Déchéance de nationalité : les parlementaires des Français de l’étranger indignés

 Déchéance de nationalité : les parlementaires des Français de l’étranger indignés

Le maintien de la disposition controversée a fait l’effet d’une douche froide au sein de la majorité


L’élargissement de la déchéance de nationalité aux binationaux nés Français retenu par l’exécutif dans le projet de réforme constitutionnelle suscite l’indignation d’un grand nombre de militants et d’élus de gauche, qui ne cachent pas leur déception.

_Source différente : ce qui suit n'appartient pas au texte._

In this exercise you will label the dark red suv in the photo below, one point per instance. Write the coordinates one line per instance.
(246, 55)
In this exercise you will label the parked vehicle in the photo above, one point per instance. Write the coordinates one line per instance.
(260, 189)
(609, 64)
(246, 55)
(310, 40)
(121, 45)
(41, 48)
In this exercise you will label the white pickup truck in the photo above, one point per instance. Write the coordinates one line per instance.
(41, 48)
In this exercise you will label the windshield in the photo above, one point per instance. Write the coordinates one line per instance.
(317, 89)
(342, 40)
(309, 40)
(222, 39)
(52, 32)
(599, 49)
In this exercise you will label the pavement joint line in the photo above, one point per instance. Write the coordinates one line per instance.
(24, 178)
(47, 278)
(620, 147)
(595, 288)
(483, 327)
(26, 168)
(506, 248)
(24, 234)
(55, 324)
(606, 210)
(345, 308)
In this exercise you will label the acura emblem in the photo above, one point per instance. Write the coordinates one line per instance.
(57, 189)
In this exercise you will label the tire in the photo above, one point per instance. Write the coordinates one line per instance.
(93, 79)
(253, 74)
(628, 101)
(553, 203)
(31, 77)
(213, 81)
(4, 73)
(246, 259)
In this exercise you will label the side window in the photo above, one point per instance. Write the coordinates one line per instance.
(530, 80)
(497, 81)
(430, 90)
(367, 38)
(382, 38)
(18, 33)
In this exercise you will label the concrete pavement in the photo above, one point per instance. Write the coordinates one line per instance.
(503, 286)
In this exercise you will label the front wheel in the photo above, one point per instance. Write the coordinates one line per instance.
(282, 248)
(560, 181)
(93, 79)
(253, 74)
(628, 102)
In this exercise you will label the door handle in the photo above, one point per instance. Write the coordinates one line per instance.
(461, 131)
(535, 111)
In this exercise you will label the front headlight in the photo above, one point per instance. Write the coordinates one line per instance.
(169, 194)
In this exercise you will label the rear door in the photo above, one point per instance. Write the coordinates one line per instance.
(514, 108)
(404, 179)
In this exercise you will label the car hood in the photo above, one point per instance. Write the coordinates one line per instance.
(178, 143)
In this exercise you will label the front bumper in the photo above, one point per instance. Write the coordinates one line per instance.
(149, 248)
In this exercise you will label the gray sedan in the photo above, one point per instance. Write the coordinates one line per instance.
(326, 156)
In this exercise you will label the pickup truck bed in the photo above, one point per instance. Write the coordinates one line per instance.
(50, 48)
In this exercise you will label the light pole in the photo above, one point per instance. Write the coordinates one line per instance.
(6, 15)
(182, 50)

François Hollande a fait le choix de suivre une opinion publique sous le coup de l’émotion post-attentat, mais il prend le risque de braquer contre lui une partie significative de la gauche et de son électorat.


Le choix du populisme contre les valeurs de gauche


La droite, les souverainistes et même l’extrême droite ont été les premiers mercredi à saluer le maintien dans le projet de loi constitutionnelle de la déchéance de nationalité pour tous les binationaux, y compris ceux nés Français.

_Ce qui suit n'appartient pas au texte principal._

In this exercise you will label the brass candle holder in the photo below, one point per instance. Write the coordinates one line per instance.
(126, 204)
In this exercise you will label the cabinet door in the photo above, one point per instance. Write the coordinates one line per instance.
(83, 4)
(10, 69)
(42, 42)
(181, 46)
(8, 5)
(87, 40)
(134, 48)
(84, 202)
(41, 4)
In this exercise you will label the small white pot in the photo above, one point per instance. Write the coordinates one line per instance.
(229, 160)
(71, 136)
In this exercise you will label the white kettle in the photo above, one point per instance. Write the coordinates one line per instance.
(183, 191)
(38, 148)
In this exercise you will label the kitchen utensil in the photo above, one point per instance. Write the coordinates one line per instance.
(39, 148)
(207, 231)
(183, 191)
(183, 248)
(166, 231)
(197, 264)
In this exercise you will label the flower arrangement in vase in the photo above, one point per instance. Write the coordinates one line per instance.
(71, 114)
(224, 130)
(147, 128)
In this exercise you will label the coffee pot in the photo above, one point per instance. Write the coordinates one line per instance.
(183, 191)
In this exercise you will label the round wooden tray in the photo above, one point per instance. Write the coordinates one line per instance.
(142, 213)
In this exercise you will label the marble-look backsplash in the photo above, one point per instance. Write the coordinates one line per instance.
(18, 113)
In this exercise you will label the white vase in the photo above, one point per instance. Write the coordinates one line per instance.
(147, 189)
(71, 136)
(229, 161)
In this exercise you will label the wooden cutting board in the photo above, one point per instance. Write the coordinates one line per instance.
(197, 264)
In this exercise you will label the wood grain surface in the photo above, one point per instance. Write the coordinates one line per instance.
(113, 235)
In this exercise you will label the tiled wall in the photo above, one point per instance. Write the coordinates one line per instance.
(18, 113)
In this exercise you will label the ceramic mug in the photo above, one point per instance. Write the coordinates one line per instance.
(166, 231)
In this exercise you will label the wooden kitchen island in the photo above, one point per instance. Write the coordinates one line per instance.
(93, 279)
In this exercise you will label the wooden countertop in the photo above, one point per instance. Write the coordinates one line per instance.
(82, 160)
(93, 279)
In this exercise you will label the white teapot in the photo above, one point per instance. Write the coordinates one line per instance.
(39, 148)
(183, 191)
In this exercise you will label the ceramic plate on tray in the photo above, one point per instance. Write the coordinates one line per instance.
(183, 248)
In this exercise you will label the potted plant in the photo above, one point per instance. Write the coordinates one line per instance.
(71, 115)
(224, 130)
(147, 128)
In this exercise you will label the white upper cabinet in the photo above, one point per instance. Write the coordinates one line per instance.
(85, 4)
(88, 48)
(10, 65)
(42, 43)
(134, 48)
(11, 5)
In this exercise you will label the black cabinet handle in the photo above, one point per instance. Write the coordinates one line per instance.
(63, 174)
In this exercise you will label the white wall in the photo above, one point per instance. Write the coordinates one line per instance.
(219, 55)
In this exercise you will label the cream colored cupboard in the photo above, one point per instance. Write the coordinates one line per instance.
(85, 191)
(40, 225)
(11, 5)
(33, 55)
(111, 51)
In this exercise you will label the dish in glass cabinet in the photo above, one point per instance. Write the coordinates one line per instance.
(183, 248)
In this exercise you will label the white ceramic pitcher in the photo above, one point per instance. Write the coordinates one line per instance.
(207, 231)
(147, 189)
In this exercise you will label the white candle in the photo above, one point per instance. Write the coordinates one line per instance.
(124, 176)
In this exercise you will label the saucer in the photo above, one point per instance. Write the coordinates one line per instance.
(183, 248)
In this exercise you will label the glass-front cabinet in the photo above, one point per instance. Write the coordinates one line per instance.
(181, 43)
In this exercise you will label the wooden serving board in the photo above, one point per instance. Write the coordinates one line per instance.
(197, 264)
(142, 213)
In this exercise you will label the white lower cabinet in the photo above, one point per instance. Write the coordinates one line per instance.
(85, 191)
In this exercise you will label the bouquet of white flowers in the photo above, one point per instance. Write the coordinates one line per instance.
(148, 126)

À gauche, l’annonce a fait l’effet d’une bombe qui risque de faire exploser la majorité. D’autant plus, que plusieurs élus avaient manifesté leur soulagement lorsque la ministre de la Justice, Christiane Taubira, avait annoncé mardi l’abandon de la mesure controversée. La Garde des Sceaux s’en retrouve du même coup désavouée publiquement, à la grande satisfaction de la droite, qui n’a pas tardé à appeler à sa démission du gouvernement.

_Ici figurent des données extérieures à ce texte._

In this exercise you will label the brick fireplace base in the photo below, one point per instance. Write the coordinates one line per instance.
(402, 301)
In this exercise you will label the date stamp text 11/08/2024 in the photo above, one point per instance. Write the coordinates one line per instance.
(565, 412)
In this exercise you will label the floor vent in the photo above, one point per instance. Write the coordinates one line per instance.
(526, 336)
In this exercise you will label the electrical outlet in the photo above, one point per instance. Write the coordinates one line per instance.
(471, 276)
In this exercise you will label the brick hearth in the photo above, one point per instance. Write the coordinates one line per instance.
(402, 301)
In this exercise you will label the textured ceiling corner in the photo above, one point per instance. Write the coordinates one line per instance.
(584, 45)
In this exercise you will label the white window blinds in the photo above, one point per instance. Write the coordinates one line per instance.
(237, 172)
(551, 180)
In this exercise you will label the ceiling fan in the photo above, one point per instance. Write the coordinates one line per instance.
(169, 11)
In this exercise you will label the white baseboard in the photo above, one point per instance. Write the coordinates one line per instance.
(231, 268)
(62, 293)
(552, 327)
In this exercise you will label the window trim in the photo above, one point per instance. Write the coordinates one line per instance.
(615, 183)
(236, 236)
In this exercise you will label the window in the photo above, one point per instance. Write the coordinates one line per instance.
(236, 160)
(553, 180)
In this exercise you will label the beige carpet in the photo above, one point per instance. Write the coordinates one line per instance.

Le Défenseur des droits Jacques Toubon a rappelé mercredi sa « désapprobation » de la déchéance de nationalité des binationaux, soulignant que « la citoyenneté est aussi indivisible que la République », dans un communiqué.


 


5 millions de plurinationaux stigmatisés


Chez les électeurs et les militants, le coup est rude ; et les réactions ne se sont pas fait attendre après ce que beaucoup perçoivent comme le franchissement par le gouvernement Valls d’une ligne rouge. Dans un communiqué, la Fédération des Français à l'étranger du PS « condamne le choix d'étendre la déchéance de nationalité aux binationaux nés Français. C'est une mesure inutile qui ne dissuadera aucun terroriste de passer à l'acte. Cette mesure stigmatise les 5 millions de binationaux Français, dont plus d'un million vivent à l'étranger, qui sont légitimement choqués par cette entorse aux principes républicains ».


Plusieurs parlementaires de la majorité représentant les Français établis hors de France, parmi lesquels de nombreux binationaux ont déjà annoncé qu’ils s’opposeraient au texte. « Le gouvernement fait sauter les garanties constitutionnelles qui s’offraient jusqu’à présent à tout Français sur le maintien tout au long de sa vie de son lien avec la Nation. Si la déchéance est ouverte aujourd’hui pour terrorisme, elle pourra demain être ouverte pour d’autres crimes, au grès de la volonté des majorités. Au moment où certains binationaux s’interrogent sur leur identité, ce type de signal est très dangereux », estime Jean-Yves Leconte, sénateur socialiste de l’étranger.


 


Une majorité plus que jamais fragilisée


« Un gouvernement socialiste légitime ainsi les thèses du Front national, offrant par là même une victoire culturelle et symbolique supplémentaire au bloc réactionnaire », s’est indigné Pouria Amirshahi, député de la 9e circonscription de l’étranger (Maghreb et Afrique de l’Ouest), qui votera contre. Tout comme le député PS Pascal Cherki, pour qui le texte offre « brèche constitutionnelle à l'extrême-droite » qui « réclame depuis des années la remise en cause de la binationalité ».


Martine Vaudrin Jedidi, suppléante du député Amirshahi et élue à l’Assemblée des Français de l’étranger pour la Tunisie et la Libye, s’est dit « Totalement décontenancée et indignée par l'annonce du maintien de proposition d'extension de la déchéance de nationalité aux double-nationaux nés Français », avant d’ajouter que les « parlementaires, députés et sénateurs des Français hors de France de gauche ne voteront pas ce texte en l'état ». Au total, les Français hors de France sont représentés par 11 députés et 12 sénateurs, dont 12 de gauche (11 socialistes et un écologiste).


La sénatrice Hélène Conway regrette que le président n’ait pas entendu ceux qui, au sein du PS, ont dénoncé cette mesure et ait préféré une « vision à court terme pour gagner le vote au Congrès et se passer de celui des binationaux (…) qui iront gonfler les rangs des abstentionnistes ».